Fig 1.
Overview of designing and building a custom instrument using the Multifluidic Evolutionary Component (MEC) system.
The instrument is designed by arranging MEC symbols on a schematic, then the schematic is used to guide the assembly of MEC “building blocks” into the finished instrument. For many applications involving manipulating fluids on the milliliter scale, the “off the shelf” macroMEC components (like the manual valve shown) are adequate for building complete instruments. For instruments that must manipulate fluids on the microliter or nanoliter scale, microMECs can be arranged into a micro-schematic (like the mixer chip shown), fabricated using conventional microfabrication techniques, packaged in a MEC shell, and plugged into the rest of the instrument.
Fig 2.
Design standard for the MEC system.
Standardized sizing and spacing allows MECs to be connected together in all three spatial dimensions, and interface points (circles) can be designed to allow fluid, electricity, or light to flow between MECs.
Fig 3.
Selected Multifluidic Evolutionary Components (MECs), including macroMECs that can be “clicked together” (A–D) and microMECs that are fabricated into microfluidic integrated components (E).
Fig 4.
Two integrated components, microfluidic chips containing several microMECs combined together and fabricated using soft lithography of PDMS (A) and wet etching of glass (B).
The integrated components are packaged in a MEC-standard shell that plugs into the fluidic socket macroMECs (SA1-10 or SB1-20 in Fig 3A).

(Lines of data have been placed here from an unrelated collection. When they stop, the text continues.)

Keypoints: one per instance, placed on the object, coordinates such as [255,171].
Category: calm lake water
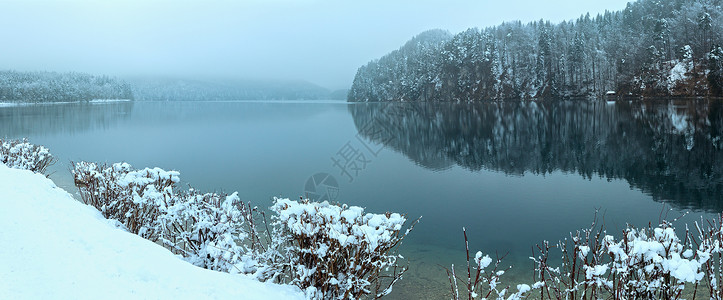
[513,174]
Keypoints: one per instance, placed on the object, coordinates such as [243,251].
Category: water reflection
[670,150]
[51,119]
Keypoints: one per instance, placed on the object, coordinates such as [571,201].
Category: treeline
[196,90]
[42,87]
[651,48]
[672,150]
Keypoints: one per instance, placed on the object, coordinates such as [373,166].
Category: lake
[512,173]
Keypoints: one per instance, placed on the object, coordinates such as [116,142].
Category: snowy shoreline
[56,247]
[94,101]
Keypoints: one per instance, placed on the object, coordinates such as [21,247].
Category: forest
[42,87]
[46,87]
[652,48]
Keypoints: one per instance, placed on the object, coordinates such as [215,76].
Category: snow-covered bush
[205,228]
[338,251]
[648,263]
[480,284]
[20,154]
[133,197]
[329,251]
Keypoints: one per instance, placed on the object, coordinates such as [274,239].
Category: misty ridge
[46,87]
[651,48]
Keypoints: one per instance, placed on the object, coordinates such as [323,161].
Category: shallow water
[513,174]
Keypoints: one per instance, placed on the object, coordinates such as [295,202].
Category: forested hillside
[41,87]
[650,48]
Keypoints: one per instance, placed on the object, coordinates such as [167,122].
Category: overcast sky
[321,41]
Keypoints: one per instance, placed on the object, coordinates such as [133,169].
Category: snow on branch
[20,154]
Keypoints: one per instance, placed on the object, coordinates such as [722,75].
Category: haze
[323,41]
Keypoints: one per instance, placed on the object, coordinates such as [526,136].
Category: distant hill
[650,48]
[42,87]
[197,90]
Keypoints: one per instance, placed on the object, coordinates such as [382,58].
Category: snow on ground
[54,247]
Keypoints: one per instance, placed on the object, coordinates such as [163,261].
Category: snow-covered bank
[54,247]
[95,101]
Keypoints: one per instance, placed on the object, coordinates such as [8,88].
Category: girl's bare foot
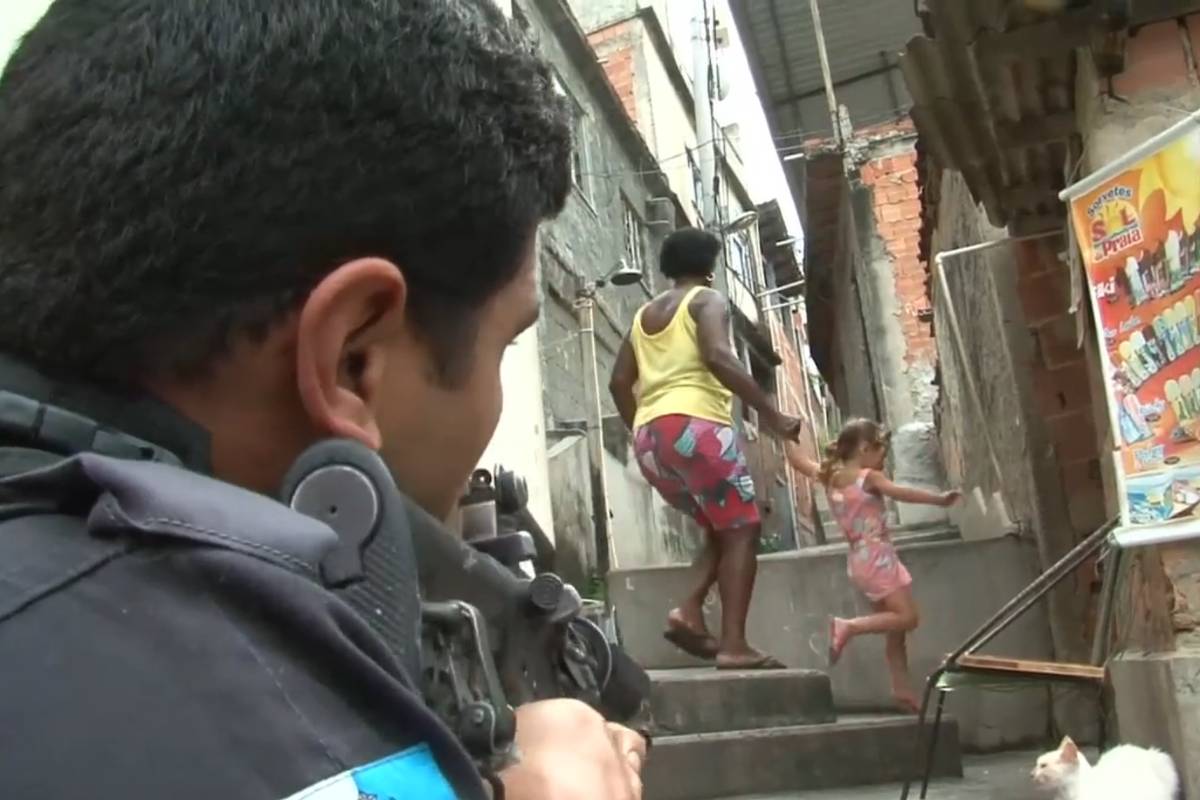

By packaging a microfluidic chip in a MEC shell in this manner, virtually any microfluidic chip can be integrated into the MEC system.
Fig 5.
Three sample instruments built using the MEC system.
(A) A MEC-based multiscale fluidic router designed to mix fluids from nine different fluid storage MECs in volumes spanning five orders of magnitude (from 400 nanoliters to 10 milliliters). (B) A MEC-based acid-base titration instrument suitable for educational applications in classrooms. By toggling the manual valves SU1, SU2, and SV1, different ratios of water: sodium hydroxide solution: phenolphthalein are delivered to a microcentrifuge vial. The observed range of phenolphthalein colors (from clear in pure water to pink in 4.0 × 10−5 mass concentration NaOH) confirms the successful operation of the instrument. (C) A MEC-based bioreactor capable of culturing cells. The optical density macroMEC (OD1 in Fig 3B) measures the concentration (via optical density) of the cells as they grow and react to stimuli. (D) A growth curve obtained by using the bioreactor in C to culture Saccharomyces cerevisiae yeast cells. The bioreactor is sensitive enough to detect important metabolic checkpoints in the growing yeast, including the diauxic shift (when the yeast cells switch from glycolysis to the aerobic oxidation of ethanol) and the entry into G0 (when the yeast cells exhaust all nutrients and enter stationary phase).